Tommie Baugh ’02, Kinesiology, is the owner and director of Austin Manual Therapy Associates South Austin physical therapy clinic.
“Being involved in the athletic training program was pivotal to my career into physical therapy. The head athletic trainer during my tenure at St. Ed’s was a great mentor who really guided my career in rehabilitation and sports medicine. It was a smooth transition from the athletic training program into physical therapy school and sports medicine. I was ahead of my peers in graduate school because I was already prepared with a solid foundation in orthopedics and physical medicine.”
Valeria Gonzalez ’17, Mathematics, earned a master’s degree in the University of Notre Dame ESTEEM program, which focuses on entrepreneurship for STEM students. She is now a data scientist at Booz Allen Hamilton, where she works alongside the U.S. government to help solve its data challenges.
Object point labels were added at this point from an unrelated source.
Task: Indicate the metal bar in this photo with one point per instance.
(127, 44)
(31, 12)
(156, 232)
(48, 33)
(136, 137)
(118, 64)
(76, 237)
She has worked on analytics efforts for NASA’s International Space Apps, NASA’s Office of Diversity and Equal Opportunity and the Department of Defense, as well as pro-bono efforts for Feeding America.
“My Math major at St. Edward’s gave me the strong technical and problem-solving foundation needed in my current role as a data scientist and government consultant. Courses like Linear Algebra and Real Analysis gave me a deeper understanding and appreciation for data science concepts. Through my two-year research project on graceful graph theory with Dr. Edward Early, I was empowered to be creative, curious and bold.
In my day-to-day working alongside government clients, it’s crucial to think critically and logically to solve complex problems and clearly communicate solutions. These skills, and more, were nurtured and deeply instilled by my professors at St. Edward’s by fostering me with a problem-solving mindset and challenging me with problems that required deep thought and persistence.”
Medical Laboratory Science
Hong Ly ’18, Medical Laboratory Science, earned her master’s in Clinical Laboratory Science from the University of Texas Medical Branch in Galveston in 2019. She works as a medical laboratory scientist in the high-volume chemistry lab at the University of Texas Medical Branch, where she analyzes patient blood samples, including checking glucose levels and testing for antibodies for COVID-19.
“When I came to St. Edward’s, I didn’t even know this career existed. Dr. Trish Baynham was my advisor, and while I was doing microbiology research with her, she suggested that I apply to the 3-2 program with UTMB. It seemed like a good degree with good job outcomes, so I pursued it. My research experience with Dr. Baynham prepared me well for my master’s program. She took me to two conferences so I could present my work, and she showed me how to prepare a good PowerPoint and how to answer difficult questions from professors. This helped me with my thesis defense at UTMB. I found a job right after graduation.”